At the time, Chinese leaders put forward a four trillion yuan ($586 billion) financial package to reduce the impact of the global financial crisis. But the measures, which focused on government-led infrastructure projects, also led to an unprecedented credit expansion and a massive increase in local government debt, from which the economy is still struggling to recover.
“While there is also a cyclical element to the current downturn that justifies further stimulus, policymakers appear concerned that their traditional policy guideline could lead to a further rise in debt levels that will revert to intensity in the future.” Evans Pritchard.
On Sunday, policymakers in Beijing reaffirmed that one of their top priorities is containing systemic debt risks in local governments.
The People’s Bank of China, the financial regulator and the securities regulator jointly pledged to work together to tackle this challenge, according to a permit by the central bank.
Moreover, China faces some long-term challenges, such as a population crisis, and strained relations with major trading partners such as the United States and Europe.
The country’s total fertility rate, the average number of births per woman will Over its lifetime, it fell to a record low of 1.09 last year from 1.30 just two years ago, according to a recent report by state-owned Jiemian.com, citing a study by a unit of the National Health Commission.
This means that China’s fertility rate is now lower than that of Japan, a country long known for its aging society.
Earlier this year, China released data that showed its population began shrinking last year for the first time in six decades.
“China’s aging demographics present significant challenges to its economic growth potential,” analysts from Moody’s Investors Service said in a research report last week.

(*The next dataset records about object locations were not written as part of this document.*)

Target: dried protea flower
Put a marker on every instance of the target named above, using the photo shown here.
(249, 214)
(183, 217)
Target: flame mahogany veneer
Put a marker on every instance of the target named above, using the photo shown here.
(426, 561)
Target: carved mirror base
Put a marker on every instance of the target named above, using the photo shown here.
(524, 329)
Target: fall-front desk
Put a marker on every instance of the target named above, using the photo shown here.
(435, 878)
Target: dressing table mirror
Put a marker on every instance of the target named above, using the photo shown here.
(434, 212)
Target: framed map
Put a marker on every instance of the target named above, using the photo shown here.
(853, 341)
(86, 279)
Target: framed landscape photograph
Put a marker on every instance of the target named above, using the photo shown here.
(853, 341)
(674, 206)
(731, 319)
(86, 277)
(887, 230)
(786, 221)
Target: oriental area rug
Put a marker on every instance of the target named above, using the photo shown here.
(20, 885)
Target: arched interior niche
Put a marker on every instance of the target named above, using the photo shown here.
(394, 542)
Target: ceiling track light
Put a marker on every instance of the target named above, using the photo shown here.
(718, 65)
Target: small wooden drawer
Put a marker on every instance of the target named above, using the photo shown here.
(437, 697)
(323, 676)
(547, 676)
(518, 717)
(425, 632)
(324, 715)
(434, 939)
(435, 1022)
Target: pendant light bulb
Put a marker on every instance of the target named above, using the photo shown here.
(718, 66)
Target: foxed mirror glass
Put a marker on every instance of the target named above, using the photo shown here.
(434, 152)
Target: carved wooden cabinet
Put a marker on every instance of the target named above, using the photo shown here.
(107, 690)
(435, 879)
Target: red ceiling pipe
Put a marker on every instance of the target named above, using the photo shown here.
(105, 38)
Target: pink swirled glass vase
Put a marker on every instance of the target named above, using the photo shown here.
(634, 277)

A decline in the labor supply and an increase in spending on health and social care could lead to widening fiscal deficits and an increase in the debt burden. A smaller labor force can also erode domestic savings, leading to higher interest rates and lower investment.
“Housing demand will decline over the long term,” they added.
Evans-Pritchard said demographics, along with slowing rural-urban migration and geopolitical rifting, is “structural in nature” and is largely outside the control of policymakers.
“The big picture is that trend growth has declined significantly since the beginning of the pandemic and appears poised for further downturn in the medium term,” he said.